From a few months after I started Report URI I moved over to GitHub for source control. Since then, we've seen a lot of new code added and a lot of old code removed.


git


Michal joined us a year ago and recently wrote up his experience in the first year.



He seems to have enjoyed running around and deleting my code at least!


A long road behind us, and a long road ahead

I wrote a blog on 1st June 2017 called Analysing massive traffic volumes on report-uri.io and I was amazed that we were peaking out at close to 2,000 reports per second. That was a huge achievement for the service back then and whilst only 13 months ago, it was a very different time! Things have come a long way since then.

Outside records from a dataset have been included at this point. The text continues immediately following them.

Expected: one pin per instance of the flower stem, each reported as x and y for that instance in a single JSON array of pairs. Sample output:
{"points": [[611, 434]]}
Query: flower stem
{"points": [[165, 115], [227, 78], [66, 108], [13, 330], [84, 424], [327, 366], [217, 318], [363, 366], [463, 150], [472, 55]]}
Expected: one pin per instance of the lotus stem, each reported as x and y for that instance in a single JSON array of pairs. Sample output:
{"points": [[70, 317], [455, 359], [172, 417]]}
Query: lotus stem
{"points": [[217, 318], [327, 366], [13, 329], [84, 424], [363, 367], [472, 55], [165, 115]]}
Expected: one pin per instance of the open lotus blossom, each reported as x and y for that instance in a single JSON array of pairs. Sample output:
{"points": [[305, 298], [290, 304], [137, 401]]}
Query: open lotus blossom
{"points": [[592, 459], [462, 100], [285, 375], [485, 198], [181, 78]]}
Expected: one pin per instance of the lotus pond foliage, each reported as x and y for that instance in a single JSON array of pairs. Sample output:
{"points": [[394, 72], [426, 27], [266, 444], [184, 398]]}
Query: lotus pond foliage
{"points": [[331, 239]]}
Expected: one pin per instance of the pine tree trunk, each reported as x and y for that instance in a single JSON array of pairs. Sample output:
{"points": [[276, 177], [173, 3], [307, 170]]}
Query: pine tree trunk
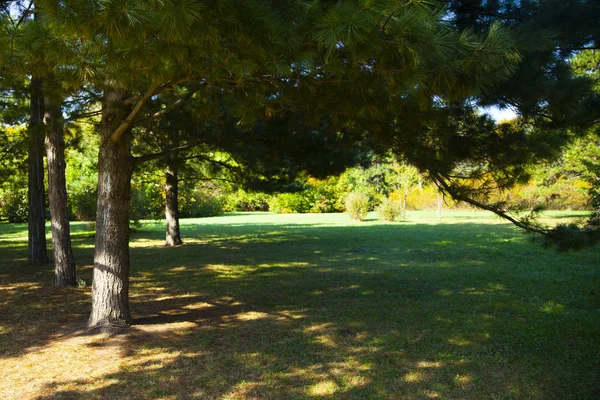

That's an 8x multiplier on traffic in a year and that's on top of everything that came before it. In our first month Report URI did a fraction over 10,000 reports, today we can peak out at over 16,000 per second! Our infrastructure has been refine and optimised, it's efficient and we have the capacity for a lot more but everyone involved is a builder. We create and hack things, we write code, we're technical people. We don't do marketing or sales. Not because we don't want to, but because we lack the skills. All of our growth so far has been organic and in the coming year I really want to step on the gas and see where we can take this thing. If you have feedback that could help us, guidance you could provide or just want to help us out and tell others about the service that'd be great! Any input will be most welcome and my DMs are open and there's the comment section below. I'd love to come back here a year from now and publish another blog on how we've smashed all expectations and are processing more reports than we ever thought possible.